A couple of other games have done things that seem similar, in the form of a sequence of books that explain the changes to an area over the course of a military campaign (or some other wide sweeping event). But like a GM railroading the plt of their players, such games don’t consider the specific actions of players they just rely on deus ex machina
When it comes to long term goals, I have a few ideas in mind, roughly thought out. The whole shape of the island is inspired by impact craters, implying something crash landed here in the forgotten past. Also, the island has a volcano (south side, central west) with a few mines heading into it, this land feature probably arose from an impact that plunged through the planet’s crust. Something is buried in the ground, the resources that sustain the island’s mines are actually stripping away the components of the unknown thing that crashed. I’m seeing ancient nanotechnology or mutagens infecting the miners, or releasing monstrous defenders once the mines pierce the protective shells of the “things that crashed”. Such things would be gradually hinted at in the medium term goals, and ramped up if things get quiet in other areas of the game.
On a more grounded level, I’m seeing some kind of open war rage between at least two of the cultures. Perhaps revolution where the settlers (possibly aided by the pirates) try to overthrow the empire, or a guerrilla war between the natives (possibly aided by the cult) and the combined force of settlers and empire, maybe a three-way battle between natives, settlers and empire. Such a war would be fought physically, economically and mystically, to draw everyone into it.
There is long term potential to introduce new cultures and races, perhaps another of the kingdoms from the old world becomes so tempted by the riches in the area, that they send ships of their own to negotiate with the colonists, privateers, and natives (the pirates down like any regimented force in the area). Would this force compete with the empire, or join other cultures in a war against the empire, then simply replace it? If mutagens infect the miners, and turn them into “something else”, what will this new race look like?

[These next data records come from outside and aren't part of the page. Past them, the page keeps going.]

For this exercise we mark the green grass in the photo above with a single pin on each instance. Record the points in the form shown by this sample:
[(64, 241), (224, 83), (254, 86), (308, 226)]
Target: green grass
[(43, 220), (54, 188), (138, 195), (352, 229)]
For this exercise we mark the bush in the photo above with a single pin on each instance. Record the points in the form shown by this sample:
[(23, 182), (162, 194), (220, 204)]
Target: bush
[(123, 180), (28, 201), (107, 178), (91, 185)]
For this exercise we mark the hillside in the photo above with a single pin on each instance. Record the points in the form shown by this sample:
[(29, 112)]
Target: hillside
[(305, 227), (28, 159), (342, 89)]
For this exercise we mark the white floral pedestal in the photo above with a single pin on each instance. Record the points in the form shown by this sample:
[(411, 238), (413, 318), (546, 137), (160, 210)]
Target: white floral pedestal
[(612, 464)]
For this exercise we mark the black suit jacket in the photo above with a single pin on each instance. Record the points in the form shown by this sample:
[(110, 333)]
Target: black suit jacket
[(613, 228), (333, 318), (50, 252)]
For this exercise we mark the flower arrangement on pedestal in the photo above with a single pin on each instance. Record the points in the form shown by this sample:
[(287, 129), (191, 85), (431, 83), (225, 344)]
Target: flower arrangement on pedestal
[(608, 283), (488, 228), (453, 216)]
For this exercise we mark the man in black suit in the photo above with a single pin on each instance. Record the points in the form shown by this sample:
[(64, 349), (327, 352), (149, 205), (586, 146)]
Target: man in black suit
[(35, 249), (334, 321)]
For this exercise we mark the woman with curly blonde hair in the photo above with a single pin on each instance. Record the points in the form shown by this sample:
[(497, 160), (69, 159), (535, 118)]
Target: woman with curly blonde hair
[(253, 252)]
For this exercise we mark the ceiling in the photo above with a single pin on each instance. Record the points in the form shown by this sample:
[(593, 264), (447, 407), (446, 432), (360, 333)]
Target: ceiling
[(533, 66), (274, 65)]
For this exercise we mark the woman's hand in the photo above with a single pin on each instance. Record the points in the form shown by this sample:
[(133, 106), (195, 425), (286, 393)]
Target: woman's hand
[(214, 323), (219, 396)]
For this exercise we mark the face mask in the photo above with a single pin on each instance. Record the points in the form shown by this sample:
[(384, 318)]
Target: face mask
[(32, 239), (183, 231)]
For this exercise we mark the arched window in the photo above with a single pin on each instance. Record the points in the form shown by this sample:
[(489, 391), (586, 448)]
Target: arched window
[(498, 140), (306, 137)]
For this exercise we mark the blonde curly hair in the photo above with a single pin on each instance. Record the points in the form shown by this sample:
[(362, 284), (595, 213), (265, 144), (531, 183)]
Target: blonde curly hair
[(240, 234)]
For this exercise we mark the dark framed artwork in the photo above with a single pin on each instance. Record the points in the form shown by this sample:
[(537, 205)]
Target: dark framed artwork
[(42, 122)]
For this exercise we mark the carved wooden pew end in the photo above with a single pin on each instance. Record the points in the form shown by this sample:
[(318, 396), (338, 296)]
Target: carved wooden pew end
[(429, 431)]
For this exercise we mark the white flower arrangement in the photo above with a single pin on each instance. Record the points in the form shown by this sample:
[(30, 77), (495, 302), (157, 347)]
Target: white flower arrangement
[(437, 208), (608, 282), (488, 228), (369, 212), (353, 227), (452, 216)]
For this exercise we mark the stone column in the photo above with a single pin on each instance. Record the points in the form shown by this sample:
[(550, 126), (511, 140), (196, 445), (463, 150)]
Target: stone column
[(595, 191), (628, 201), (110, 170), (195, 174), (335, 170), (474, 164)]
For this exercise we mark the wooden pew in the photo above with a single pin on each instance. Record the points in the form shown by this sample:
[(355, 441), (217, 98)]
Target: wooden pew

I don’t get bogged down with details, I just leave them as possible directions for the story to go. Adding a bit more detail to one of the long term goals if the story seems to be heading in that direction. When a bit of detail is added, a few hints are dropped into the narrative for players to uncover. If they like it they investigate further and that goal becomes more likely. If they don’t care about it, then we switch focus to another long term goal. Eventually something will stick.